Another production status update

Laser Industries 3 is almost done, but not quite ready for release.  Right now, I have a working, but unpolished beta with all levels completed and that nasty HTML5 bug I talked about in my last post fixed.  I’ve also implemented voice acting (which I admit is a lot more tame and downplayed since I didn’t want to disturb anyone next door with my hamminess!)  The voices of the Gophers on the other hand were reused sound clips from when the game was originally made though I used Audacity to clean them up a bit.

But, of course, I need to take my breaks since this past weekend with all my free time, I’ve been vigorously working on it non-stop and I need a break, or else I’ll get burnout.  No, I’m not procrastinating.  I recall with Droplet, I overworked myself on it and as fun as it was to work on it, at some point it drove me nuts trying to fix every single bug.  Then it became unfun.  You wouldn’t want that, would you?
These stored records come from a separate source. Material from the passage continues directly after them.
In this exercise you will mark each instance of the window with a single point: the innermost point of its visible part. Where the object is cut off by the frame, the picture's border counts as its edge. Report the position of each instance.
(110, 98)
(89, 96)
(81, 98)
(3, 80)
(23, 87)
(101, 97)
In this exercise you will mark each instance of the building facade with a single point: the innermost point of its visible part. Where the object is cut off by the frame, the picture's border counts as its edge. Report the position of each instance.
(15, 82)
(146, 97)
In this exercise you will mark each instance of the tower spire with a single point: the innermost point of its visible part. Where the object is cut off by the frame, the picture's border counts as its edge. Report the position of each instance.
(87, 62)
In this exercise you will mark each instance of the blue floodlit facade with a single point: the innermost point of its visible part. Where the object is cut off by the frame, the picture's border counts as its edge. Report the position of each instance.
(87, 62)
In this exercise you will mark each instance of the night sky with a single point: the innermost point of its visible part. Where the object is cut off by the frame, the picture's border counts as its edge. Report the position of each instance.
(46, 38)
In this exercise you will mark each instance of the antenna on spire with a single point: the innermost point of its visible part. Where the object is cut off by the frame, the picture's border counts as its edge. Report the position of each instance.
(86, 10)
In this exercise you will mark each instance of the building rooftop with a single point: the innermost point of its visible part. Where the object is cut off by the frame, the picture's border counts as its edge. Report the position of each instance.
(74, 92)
If I’m lucky, I should have LI3 up on the site in the next few weeks.  And even then, I’ll still have to test how it works there.

Light World

Light World is definitely getting more complex.  I’m trying to implement a dialogue system more advanced than anything I’ve done before.

Also, even though I’m not working directly on Light World as much (once LI3 is finished, I’ll pick up the pace), I have been doing concept sketches and composing music to set the tone.  I’ve also been developing a plot, but I’m not yet ready to share it since it could drastically change.  Believe it or not, I actually came up with the concept of Light World well over a year ago, and I think I’ve changed the plot at least six times!  It started off as something like Sailor Moon with a team of three young girls (and one boy) with superpowers, but the current plot idea is sort of like Alice in Wonderland.  I realized the team idea may not work as well when I decided to chop down the number of playable characters from four to one.  So now, I have three unused character designs which I may end up recycling later.
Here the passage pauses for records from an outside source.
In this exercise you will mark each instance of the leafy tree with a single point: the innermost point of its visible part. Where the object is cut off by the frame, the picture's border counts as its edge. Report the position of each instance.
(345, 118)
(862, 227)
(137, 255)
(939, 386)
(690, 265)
And now some details about what’s going on below:

A very early production screenshot. Visually, it's not much, but it took some time to put it together internally.
A very early production screenshot. Visually, it’s not much, but it took some time to put it together internally.
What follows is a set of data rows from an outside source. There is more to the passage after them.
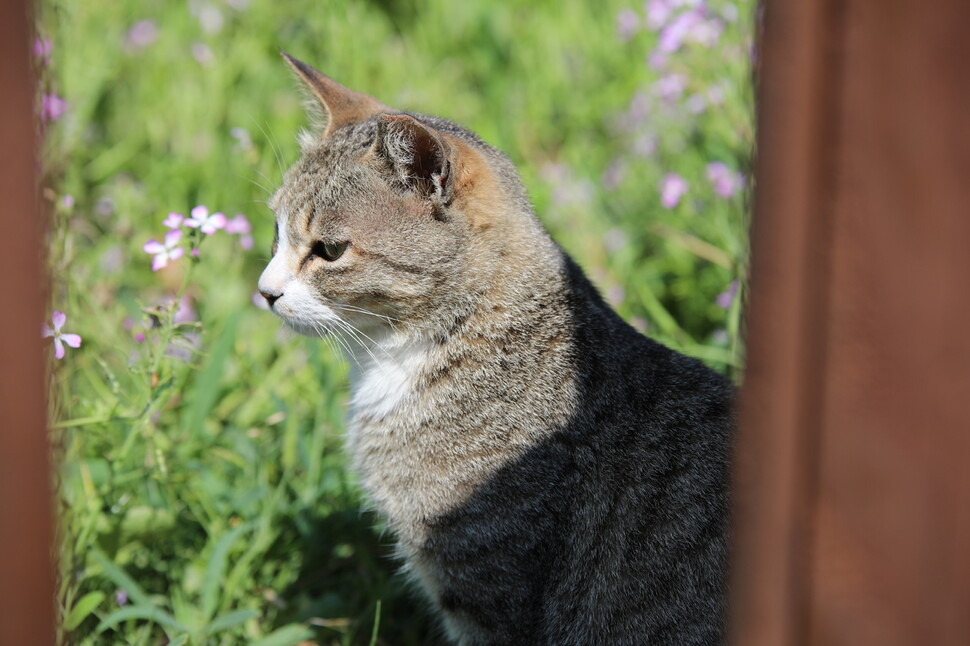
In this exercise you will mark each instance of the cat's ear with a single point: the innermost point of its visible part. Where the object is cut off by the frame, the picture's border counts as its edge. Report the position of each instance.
(419, 156)
(342, 105)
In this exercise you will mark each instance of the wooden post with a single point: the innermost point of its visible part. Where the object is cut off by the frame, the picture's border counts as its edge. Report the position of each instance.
(26, 581)
(852, 503)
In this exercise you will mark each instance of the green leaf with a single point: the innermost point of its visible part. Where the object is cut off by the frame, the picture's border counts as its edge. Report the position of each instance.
(82, 609)
(214, 569)
(285, 636)
(205, 390)
(150, 613)
(230, 620)
(120, 578)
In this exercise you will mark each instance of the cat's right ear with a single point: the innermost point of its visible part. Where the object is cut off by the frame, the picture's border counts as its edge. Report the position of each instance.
(419, 155)
(342, 105)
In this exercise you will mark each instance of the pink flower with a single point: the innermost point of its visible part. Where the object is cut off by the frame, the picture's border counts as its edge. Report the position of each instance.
(674, 34)
(670, 86)
(174, 220)
(165, 252)
(208, 224)
(60, 338)
(658, 11)
(726, 181)
(52, 107)
(185, 313)
(672, 188)
(239, 225)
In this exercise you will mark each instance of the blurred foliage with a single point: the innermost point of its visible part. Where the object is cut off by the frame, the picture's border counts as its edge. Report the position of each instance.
(203, 496)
The game was originally going to be in Java (which I did not announce because of how early it was in production), but when I read about Unreal Engine a few months ago, I decided to start over.  It worked in my favor since Java pretty much required creating an engine from scratch while Unreal had almost all of that done for you.

In the screenshot above, combat works for the most part, and you can freely move around in a 3D space.  You click on the enemy to attack it, either by meleeing it or by launching stars at it.  The camera is also fixed so the playing field is like a diorama.

There’s a battle system in place where damage is calculated via stats like attack and defense, and you characters can be assigned different moves which consume MP upon use.  And when the toad’s health reaches zero, it explodes using a pre-made particle effect (which I’ll replace eventually).

That green masked creature off to the left is an NPC.  I did have a rudimentary dialogue system where you approach him and text is displayed, but there was a noticeable lag when it was triggered.  So now, I’m trying to find a better, more efficient way to do it.  Heck, let’s have dialogue choices to make it more immersive.

The animations themselves are still kind of buggy, and I have considered just learning proper 3D modelling, but as placeholders, they work just fine since I’m using collision boxes instead of the actual characters to detect hits.  There’s no automatic 2D animation system in Unreal so it’s something I have to create entirely from scratch with Blueprint, the visual scripting language.

Of course, I’m still learning Unreal.  So far, I’ve gotten all of my knowledge entirely from watching tutorial videos on YouTube and reading the help section.  My pace is not as fast because I only started using Unreal back in June, and Clickteam Fusion…well…I’ve been using that for ten years.  But don’t worry.  I’ll get there and keep at this.